When you look back on your life so far, there are certain episodes, many stages, which you remember partly with fondness and mainly with horror.
The diary entries which will never see the light of day, the nights that are best forgotten, the recklessness of youth that makes us shudder yet look back in part-admiration as we head into our wiser yet more boring years.
But where most of us have a bonfire with the evidence or reinvent our more trying history with a sheen of respectability, Bryony Gordon has fished about in her tie-die underwear drawer, rummaged through the years of misspent young adulthood and flashed her dodgy knickers to the nation, with hilarious results.
The Wrong Knickers chronicles journalist and columnist Bryony’s confused 20s in London as she stumbled through, yearning for something but not knowing quite what.
Emotionally almost painfully honest through the dark humour, there are few women who will be unable to relate to some of Bryony’s dilemmas of a moral, financial, cultural, practical and yes, sexual, nature.

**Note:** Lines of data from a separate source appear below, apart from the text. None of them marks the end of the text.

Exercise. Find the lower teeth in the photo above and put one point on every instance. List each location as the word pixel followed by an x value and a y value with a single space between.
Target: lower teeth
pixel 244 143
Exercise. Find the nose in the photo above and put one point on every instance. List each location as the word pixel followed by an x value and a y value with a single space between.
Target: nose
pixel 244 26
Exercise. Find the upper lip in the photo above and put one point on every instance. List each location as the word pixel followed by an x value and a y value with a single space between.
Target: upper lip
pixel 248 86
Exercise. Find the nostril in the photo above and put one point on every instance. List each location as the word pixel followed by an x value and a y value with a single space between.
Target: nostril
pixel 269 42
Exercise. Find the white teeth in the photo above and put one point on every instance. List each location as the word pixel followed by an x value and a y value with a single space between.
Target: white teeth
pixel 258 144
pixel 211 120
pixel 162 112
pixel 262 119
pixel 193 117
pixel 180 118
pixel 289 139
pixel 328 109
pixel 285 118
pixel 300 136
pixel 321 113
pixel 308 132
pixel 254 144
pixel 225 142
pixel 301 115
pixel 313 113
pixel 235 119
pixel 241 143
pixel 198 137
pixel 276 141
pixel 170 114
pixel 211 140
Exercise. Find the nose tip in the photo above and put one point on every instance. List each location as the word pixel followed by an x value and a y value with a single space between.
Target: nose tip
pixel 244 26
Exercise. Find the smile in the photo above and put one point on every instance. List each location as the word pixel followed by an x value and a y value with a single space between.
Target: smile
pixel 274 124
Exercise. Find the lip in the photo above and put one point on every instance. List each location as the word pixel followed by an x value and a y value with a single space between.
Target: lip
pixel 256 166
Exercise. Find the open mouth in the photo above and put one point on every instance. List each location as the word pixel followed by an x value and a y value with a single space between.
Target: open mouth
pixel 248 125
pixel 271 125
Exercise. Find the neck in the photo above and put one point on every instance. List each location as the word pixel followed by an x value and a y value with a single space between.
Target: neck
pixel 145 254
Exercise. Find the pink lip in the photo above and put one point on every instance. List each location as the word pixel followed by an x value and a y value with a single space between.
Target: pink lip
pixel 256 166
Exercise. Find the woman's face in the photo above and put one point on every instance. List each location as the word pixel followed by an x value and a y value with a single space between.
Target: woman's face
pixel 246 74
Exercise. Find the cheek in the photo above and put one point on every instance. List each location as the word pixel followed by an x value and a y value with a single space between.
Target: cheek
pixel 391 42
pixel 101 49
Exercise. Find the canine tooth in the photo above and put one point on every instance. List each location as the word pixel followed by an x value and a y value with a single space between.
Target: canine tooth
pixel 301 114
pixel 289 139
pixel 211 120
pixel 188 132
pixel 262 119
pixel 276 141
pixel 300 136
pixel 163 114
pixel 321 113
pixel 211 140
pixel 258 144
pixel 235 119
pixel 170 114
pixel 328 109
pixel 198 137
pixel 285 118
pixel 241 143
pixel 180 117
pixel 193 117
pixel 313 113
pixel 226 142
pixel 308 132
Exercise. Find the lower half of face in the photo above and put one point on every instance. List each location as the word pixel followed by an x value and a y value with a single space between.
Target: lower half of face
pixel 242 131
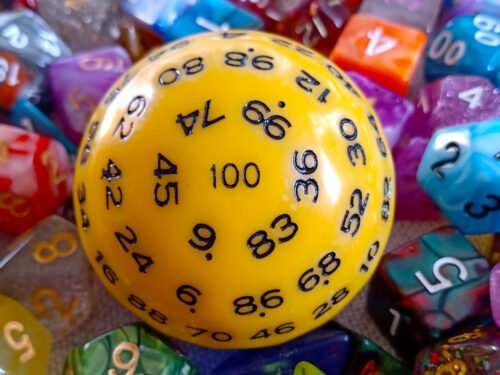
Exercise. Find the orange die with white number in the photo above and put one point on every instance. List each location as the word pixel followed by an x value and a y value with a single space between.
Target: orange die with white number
pixel 45 269
pixel 24 343
pixel 385 52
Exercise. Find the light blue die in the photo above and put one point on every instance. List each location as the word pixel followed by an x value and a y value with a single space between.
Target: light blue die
pixel 460 170
pixel 209 15
pixel 466 45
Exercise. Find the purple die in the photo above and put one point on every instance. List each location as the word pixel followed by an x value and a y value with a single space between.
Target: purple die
pixel 392 110
pixel 421 14
pixel 495 293
pixel 454 100
pixel 79 82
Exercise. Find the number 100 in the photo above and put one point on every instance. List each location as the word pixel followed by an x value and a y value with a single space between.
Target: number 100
pixel 230 175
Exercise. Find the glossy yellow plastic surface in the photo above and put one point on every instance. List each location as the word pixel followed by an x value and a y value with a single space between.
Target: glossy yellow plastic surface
pixel 24 342
pixel 234 190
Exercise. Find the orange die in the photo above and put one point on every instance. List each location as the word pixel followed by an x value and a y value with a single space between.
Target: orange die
pixel 385 52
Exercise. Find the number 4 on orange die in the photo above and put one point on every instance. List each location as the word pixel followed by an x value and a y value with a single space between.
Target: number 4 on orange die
pixel 246 187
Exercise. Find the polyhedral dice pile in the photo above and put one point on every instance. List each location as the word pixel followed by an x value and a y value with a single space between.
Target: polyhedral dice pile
pixel 429 68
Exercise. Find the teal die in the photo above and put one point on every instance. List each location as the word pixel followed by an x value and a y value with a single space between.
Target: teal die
pixel 466 45
pixel 460 171
pixel 130 350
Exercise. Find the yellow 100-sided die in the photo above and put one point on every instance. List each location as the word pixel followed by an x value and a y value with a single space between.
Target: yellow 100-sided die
pixel 234 190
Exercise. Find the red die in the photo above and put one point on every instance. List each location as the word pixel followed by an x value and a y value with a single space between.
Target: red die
pixel 35 178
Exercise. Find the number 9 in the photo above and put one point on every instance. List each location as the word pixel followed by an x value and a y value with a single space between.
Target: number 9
pixel 23 344
pixel 131 364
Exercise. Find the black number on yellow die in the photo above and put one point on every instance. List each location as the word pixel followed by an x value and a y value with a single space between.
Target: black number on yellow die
pixel 279 330
pixel 260 243
pixel 247 305
pixel 311 278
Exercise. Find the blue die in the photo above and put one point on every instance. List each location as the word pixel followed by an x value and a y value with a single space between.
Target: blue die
pixel 460 170
pixel 174 19
pixel 323 351
pixel 466 45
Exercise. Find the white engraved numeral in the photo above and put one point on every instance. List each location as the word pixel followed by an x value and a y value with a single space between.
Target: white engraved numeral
pixel 443 283
pixel 472 96
pixel 379 43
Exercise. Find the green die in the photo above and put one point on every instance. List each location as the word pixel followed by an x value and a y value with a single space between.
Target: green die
pixel 368 358
pixel 128 350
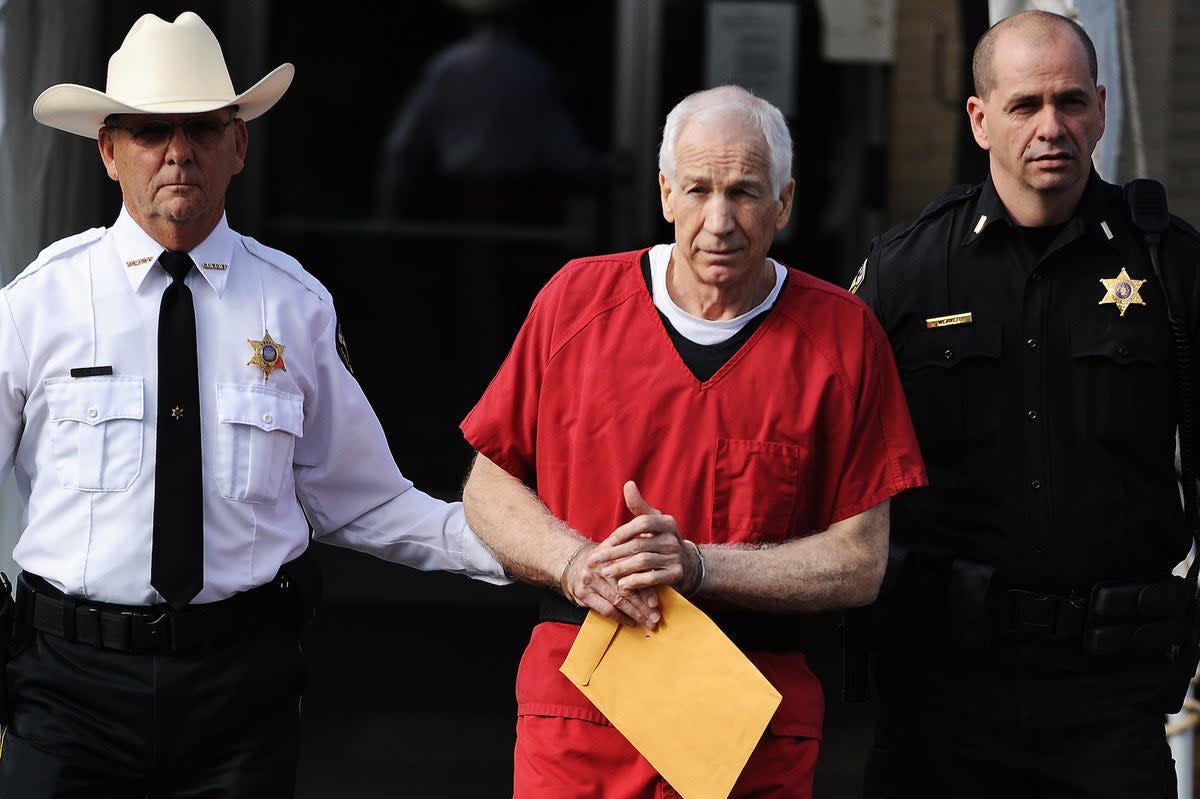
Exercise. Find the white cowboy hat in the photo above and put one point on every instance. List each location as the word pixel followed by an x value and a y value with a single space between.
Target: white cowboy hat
pixel 161 68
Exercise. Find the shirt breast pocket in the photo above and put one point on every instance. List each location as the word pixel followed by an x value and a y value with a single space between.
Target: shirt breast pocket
pixel 1121 385
pixel 256 440
pixel 96 428
pixel 952 378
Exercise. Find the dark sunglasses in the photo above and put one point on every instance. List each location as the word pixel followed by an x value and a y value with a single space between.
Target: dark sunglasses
pixel 203 132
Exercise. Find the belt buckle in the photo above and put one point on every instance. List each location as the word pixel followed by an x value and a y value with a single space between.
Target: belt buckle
pixel 149 634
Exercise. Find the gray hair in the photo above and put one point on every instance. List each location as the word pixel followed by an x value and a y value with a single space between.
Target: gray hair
pixel 766 116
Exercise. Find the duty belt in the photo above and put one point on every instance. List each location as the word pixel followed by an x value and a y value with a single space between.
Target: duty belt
pixel 149 629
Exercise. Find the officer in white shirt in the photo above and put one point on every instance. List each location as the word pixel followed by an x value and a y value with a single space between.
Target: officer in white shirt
pixel 112 691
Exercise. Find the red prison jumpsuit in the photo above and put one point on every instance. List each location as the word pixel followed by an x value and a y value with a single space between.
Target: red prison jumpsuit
pixel 804 426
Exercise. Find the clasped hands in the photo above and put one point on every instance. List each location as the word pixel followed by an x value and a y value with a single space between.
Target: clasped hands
pixel 618 577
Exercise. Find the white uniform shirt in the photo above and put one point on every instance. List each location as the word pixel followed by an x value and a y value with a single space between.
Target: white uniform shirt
pixel 300 445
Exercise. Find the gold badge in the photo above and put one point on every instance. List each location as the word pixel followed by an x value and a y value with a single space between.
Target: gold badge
pixel 858 277
pixel 268 355
pixel 1122 292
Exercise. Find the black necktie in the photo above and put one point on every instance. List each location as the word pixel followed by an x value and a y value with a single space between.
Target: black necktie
pixel 177 564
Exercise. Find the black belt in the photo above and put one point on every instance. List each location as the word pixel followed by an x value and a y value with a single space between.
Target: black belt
pixel 150 629
pixel 748 631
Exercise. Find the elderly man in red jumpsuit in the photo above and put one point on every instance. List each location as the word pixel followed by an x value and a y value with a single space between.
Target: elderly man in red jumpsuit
pixel 699 415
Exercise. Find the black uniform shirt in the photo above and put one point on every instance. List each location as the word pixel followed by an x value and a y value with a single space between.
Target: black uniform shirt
pixel 1045 415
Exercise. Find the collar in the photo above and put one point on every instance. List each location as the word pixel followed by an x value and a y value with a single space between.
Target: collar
pixel 1095 217
pixel 139 252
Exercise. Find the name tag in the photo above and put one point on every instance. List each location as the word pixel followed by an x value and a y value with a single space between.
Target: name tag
pixel 946 322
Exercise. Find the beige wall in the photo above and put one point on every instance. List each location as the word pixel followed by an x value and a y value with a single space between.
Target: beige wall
pixel 1182 98
pixel 925 104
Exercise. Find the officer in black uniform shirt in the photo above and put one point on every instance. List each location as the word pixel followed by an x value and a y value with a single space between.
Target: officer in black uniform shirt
pixel 1032 335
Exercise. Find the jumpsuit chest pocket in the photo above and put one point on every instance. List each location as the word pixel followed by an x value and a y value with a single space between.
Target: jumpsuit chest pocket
pixel 257 428
pixel 96 428
pixel 952 377
pixel 755 488
pixel 1121 383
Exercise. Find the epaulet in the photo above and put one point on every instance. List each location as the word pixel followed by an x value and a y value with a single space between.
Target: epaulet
pixel 940 204
pixel 288 264
pixel 64 247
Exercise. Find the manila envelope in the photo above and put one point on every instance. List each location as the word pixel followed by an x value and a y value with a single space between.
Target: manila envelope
pixel 683 695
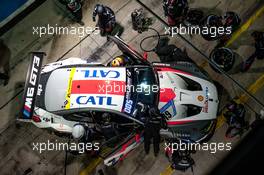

We haven’t all been been wooed by Russell Brand, had an affair with a married man or been a cocaine binge – or at least we haven’t written a memoir about it like Bryony but, believe me, it will resonate somewhere.
Widely billed as the next Bridget Jones, I would disagree. Bryony shares a posh name, a life in London and a quietly fabulous job with Bridget but there the resemblance ends. Both yearn for a man this is true but Bryony offers what Bridget did not – realism. If you don’t pay your council tax the bailiffs will call, as she found to her cost.
When I first started reading this tale, I I found it quite difficult to take, recognising some of my own dilemmas and insecurities mirrored in Bryony – this is a chick-lit style life post-mortem exam and painful in parts.
But this is one that can only be written by a woman who has finally found an answer ( in her case a husband and a baby) and is content with herself enough to make others weep with laughter at her stories. Not a feminist story, but a very female one.
The cover may be pink but the story is black.
Read and you will weep, with laughter and with joy that she made it through against the odds.
I for one, have a feeling I would get on with Bryony pretty well.